Versuch eines Neubeginns

Im Jahr 2015[4], 32 Jahre nach Ende des Zweiten Mafiakrieges, wurden aufgrund von Fotos und Tonbandaufzeichnungen sechs Angehörige der Santa-Maria-di-Gesù-Familie festgenommen, die an der Ermordung eines jungen Mannes beteiligt gewesen sein sollten. Im Jahr 2011 wurde die Operation Hawk[5] gegen die neugegründete Santa-Maria-di-Gesù-Familie unter Giuseppe Greco[6] durchgeführt.

Bedeutende Angehörige der Santa-Maria-di-Gesù-Familie

  • Salvatore „Totuccio“ Contorno (* 1946), wurde 1975 Mitglied der Santa-Maria-di-Gesù-Familie.
  • Girolamo „Mimmo“ Teresi († 26. Mai 1981; in eine Falle gelockt und in einer Lupara Bianca getötet?). Bauunternehmer und Schwager von Stefano Bontade. Sottocapo der Santa-Maria-di-Gesù-Familie.
  • Francesco Paolo Bontade (1914–1974)
  • Stefano Bontade (1939–1981)
  • Giovanni Bontate (* 1946 in Palermo; † 28. September 1988, ebenda), Bruder von Stefano Bontade und Anwalt in Palermo. Während des Zweiten Mafiakrieges soll er seinen Bruder Stefano verraten und sich auf die Seite der Gegner, der Corleonesi, gestellt haben, um die Macht in der Cosca Santa Maria di Gesù zu erlangen. Während des Maxi-Prozesses 1986 bis 1987 stritt er jegliche Verbindung zur Mafia ab. 1988 wurde er zusammen mit seiner Frau Francesca Citarda ermordet.
  • Francesco Paolo Bontate, Sohn von Stefano Bontade. Francesco Paolo wurde 2003 wegen Drogenhandels verhaftet und 2007 wegen guter Führung freigelassen. Danach nahm er ein Universitätsstudium auf.
  • Roberta Bontate: Nichte von Stefano Bontade und Tochter von Giovanni Bontade. Sie war Mitglied von Live Europe, einer Antimafia-Vereinigung, zu der auch Don Mario Golesano gehörte
  • Pietro Aglieri (* 1959), Capo. Nachfolger von Giovanni Bontate.

Literatur

  • Pino Arlacchi: Mafia von innen: Das Leben des Don Antonino Calderone. S. Fischer Verlag
  • John Follain: Die letzten Paten: Aufstieg und Fall der Corleones. Fischer Taschenbuch. 2017. ISBN 978-3-596-31906-0.
  • John Dickie: Cosa Nostra. Eine Geschichte der sizilianischen Mafia.

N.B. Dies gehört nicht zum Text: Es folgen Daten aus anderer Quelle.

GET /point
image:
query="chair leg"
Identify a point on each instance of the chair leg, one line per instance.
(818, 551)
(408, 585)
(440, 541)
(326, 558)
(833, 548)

London. 2004. Coronet. ISBN 0-340-82435-2.

Anmerkungen und Einzelnachweise

  1. in der Nähe des Stadtviertels Villagrazia
  2. Der Pate und das Totenlicht auf www.freitag.de
  3. Abschlachten
  4. Sechs Mitglieder von Mafia-Klan auf Sizilien festgenommen. HNA, 12. Dezember 2015
  5. Italian Authorities arrest 27 Cosa Nostra members. OCCRP - Organized Crime and Corruption Reporting Project. 22. November 2017
  6. Mafia returns to traditional rituals after old-school Cosa Nostra mobsters get out of jail and take reins. Mob boss Giuseppe Greco, the boss of the Santa Maria di Gesu crime family, was seen being kissed on the forehead by mobsters in Palermo - a traditional gesture showing respect. Mirror. 12. Dezember 2015. (en.)